Afrimat needs approval from the Competition Tribunal, after the Competition Commission conditionally gave the merger the go ahead.
“The [commission’s] conditions are acceptable to us — we can work with them,” said the CEO, but lamented that the tribunal has had to investigate claims made by “opportunists”.
Despite the commission’s recommendation, the tribunal decided to hold a preliminary public hearing in December. Three interested parties eventually joined the matter.
On Friday, Van Heerden said the delays were a stumbling block for Afrimat’s strategy but also put the livelihoods of Lafarge employees at risk.
“We’ve reached a very, very frustrating phase of the transaction,” he said. “There are a few opportunists that are trying to get some benefits for themselves in the process and it is highly frustrating and obviously a risk for the Lafarge employees because the business is not doing well at the moment and it desperately needs strong management to turn it around.”
“There are 800 people in that business whose jobs are on the line if this deal doesn’t go through”.
Notwithstanding the protracted obstructions, Van Heerden was still upbeat about closing the deal, saying, “It will take a lot for us to walk away from this transaction; this is a crucial deal. We would be very sorry if we couldn’t get this transaction through as it’s a valuable business.”
The group said it was seeing improvements in most of its divisions including the construction materials segment, which saw an increase in demand for road-building materials and a rise in ballast sales to Transnet.
However, the industrial minerals segment was battling to recover, having come under pressure in the first half while the iron ore business was slowed down by Transnet inefficiencies making it unable to fully capitalise on lower shipping rates and favourable currency movements.
“We have seen a nice increase in volumes year on year,” said Van Heerden, “The really bad part of Transnet is actually the domestic side so we are trucking quite a large volume of the sales to ArcelorMittal by road.”
He said the resilience of the group’s diversification strategy away from exports to more domestic business was boding well for Afrimat given the rail and port challenges.

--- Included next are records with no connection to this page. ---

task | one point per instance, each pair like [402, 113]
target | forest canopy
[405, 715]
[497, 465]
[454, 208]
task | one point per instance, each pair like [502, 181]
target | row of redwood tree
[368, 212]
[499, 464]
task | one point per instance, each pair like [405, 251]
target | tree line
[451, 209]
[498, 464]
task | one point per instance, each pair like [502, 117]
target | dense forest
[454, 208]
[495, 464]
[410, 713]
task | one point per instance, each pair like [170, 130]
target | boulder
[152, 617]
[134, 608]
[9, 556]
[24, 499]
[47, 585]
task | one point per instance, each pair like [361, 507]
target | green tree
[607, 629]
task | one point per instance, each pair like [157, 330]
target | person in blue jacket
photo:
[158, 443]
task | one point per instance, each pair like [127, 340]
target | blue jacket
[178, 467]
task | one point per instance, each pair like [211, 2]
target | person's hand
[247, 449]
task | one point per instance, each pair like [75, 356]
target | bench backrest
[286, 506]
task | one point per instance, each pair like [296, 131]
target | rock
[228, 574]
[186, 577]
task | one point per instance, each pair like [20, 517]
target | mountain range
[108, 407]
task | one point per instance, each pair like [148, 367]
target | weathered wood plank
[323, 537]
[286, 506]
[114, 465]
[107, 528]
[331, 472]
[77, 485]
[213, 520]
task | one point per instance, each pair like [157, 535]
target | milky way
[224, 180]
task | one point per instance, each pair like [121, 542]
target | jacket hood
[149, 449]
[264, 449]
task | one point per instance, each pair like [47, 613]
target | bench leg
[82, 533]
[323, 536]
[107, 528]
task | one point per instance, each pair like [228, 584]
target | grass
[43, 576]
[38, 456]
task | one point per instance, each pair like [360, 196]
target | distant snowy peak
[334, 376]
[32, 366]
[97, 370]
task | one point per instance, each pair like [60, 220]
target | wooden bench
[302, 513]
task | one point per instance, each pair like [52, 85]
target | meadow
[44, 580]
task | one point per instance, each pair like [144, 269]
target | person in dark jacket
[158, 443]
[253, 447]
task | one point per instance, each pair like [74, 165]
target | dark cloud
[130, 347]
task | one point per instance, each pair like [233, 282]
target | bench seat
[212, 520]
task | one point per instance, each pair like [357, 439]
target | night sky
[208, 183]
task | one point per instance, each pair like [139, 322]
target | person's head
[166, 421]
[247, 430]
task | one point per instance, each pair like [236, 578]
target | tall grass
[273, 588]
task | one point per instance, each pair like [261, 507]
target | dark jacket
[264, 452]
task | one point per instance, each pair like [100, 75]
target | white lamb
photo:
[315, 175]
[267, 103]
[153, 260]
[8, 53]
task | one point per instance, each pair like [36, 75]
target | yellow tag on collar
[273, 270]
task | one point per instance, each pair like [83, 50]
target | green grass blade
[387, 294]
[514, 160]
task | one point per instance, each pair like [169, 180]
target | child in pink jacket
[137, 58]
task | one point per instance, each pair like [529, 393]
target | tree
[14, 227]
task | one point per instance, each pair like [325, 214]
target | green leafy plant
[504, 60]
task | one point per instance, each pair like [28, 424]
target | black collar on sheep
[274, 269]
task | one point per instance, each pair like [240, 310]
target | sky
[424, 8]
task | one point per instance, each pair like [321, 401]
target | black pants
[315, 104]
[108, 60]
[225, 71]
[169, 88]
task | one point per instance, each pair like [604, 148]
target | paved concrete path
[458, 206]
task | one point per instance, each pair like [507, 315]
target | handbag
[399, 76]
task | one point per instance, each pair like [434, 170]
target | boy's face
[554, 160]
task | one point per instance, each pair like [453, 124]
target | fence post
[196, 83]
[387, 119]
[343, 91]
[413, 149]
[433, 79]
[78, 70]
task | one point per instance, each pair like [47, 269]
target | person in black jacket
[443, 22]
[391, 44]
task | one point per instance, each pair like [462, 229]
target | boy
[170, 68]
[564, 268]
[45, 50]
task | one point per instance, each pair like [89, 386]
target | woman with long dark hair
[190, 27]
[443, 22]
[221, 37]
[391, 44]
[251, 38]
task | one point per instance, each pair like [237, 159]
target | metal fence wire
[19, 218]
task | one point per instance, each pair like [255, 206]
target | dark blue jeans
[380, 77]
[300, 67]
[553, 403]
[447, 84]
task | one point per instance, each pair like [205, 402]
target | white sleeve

“Where just over a year ago we were very exposed to the export market, in the bigger scheme of things we are becoming less and less exposed to that market and the volatility of international prices,” he said. “So I think the strategy is working and I believe the business is in a good shape.”
At 2.30pm on Friday, Afrimat’s shares had risen 0.78% to R62.99, bringing its gains over the past three months to 12.5%.